Collective action – whether for tax resistance or other kinds of resistance – is the only effective way. Collective action does not have to lead to violence. It can lead to violence, especially if the government initiates it. We saw governmental authorities initiate violence in the civil rights movement, and we saw governmental authorities initiate violence in the Chicago police riot of 1968. Fear and hate can exist on both sides. When government representatives experience fear and hate, it is especially brutal because government has so many resources available to it.
One resource government needs in the long run, however, is moral authority. It cannot collect moral authority, as it does tax revenues. It cannot recruit moral authority, as it does henchmen who use force. It cannot build moral authority, as it does weapons and all the other tools of destruction and repression it has at its disposal.
Government can only earn moral authority, and right now its earnings are at a low ebb. After torture of our prisoners, a financial panic and bailouts, an ineffectual Congress and abominable health care reform, it doesn’t have anything in the bank. For the first time since the 1960s, many people regard the federal government with contempt.
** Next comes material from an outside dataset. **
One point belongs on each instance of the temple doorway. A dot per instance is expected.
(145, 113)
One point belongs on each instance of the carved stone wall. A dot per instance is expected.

We will not see improvements in the way government behaves without collective action on our part. Citizens have to do more than dismiss representatives in congressional elections. Exactly what we have to do, we have to work out. We have to work it out together. Whatever we do, we have to work it out without the federal government’s involvement. It is not our government anymore.
Socrates said in The Republic that justice is minding your own business. He didn’t put the matter in quite those words, but the extended discussion of justice in that book points to that conclusion. Just mind your own business. That goes for everyone, including people who serve the public and exercise authority on the public’s behalf. If public authorities minded their own business, we would not see our current troubles. They have not minded their own business, however, and as a result our liberties are in big trouble.
Remember that justice and freedom go together. Without one, we lose the other. If we insist that government mind its own business, we can protect our liberties. If we let government do things it should not do, we can lay aside our role as free citizens.